Ryan Foley’s latest on #planegate reveals the names of more passengers who flew with Iowa State University President Steven Leath on the university’s King Air, often on hunting trips, including his “best friend” Bill Dougherty; Ankeny businessman and ISU donor Mel Weatherwax, who, Foley writes, “made headlines in 2013 when he yelled and charged at Kansas basketball coach Bill Self after the Jayhawks defeated the Cyclones, forcing an officer to restrain him”; and Pete Brownell, an NRA board member and CEO of firearms supplier Brownells Inc., who joined Leath and Ames realtor Dean Hunziker on a September 2014 outing to Indiana to meet with real estate investor Steve Hageman and Gov. Mike Pence, who’s now Donald Trump’s running mate.

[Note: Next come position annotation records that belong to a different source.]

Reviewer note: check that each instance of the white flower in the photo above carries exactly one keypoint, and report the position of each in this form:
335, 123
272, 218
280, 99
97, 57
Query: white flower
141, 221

In an interview with the Iowa State Daily earlier this month, Leath claimed he had “nothing to hide” and scolded Foley for being “totally inappropriate” by asking university donors questions related to their trips – even though it was ISU itself that had mistakenly posted the unredacted information online to begin with.
“President Leath’s use of university aircraft as well as his sharing of his personal interests and engaging the interests of current and prospective donors has proven to be tremendously beneficial to the university,” Leath spokeswoman Megan Landolt told the AP. The spin echoes the university’s previous insistence that because the trips involved business affairs they did not violate university policy prohibiting travel strictly for personal reasons.
Since the scandal broke last month with news – also reported by the AP – that in July 2015 Leath damaged the university’s other plane, a Cirrus SR22, during a hard landing at an Illinois airport on a return trip from an 11-day vacation to North Carolina, ISU’s accounts of what transpired have changed repeatedly, with some stories appearing to be outright fabrications.
Leath plans to address the scandal at the Board of Regents’ next meeting later this week at the University of Northern Iowa.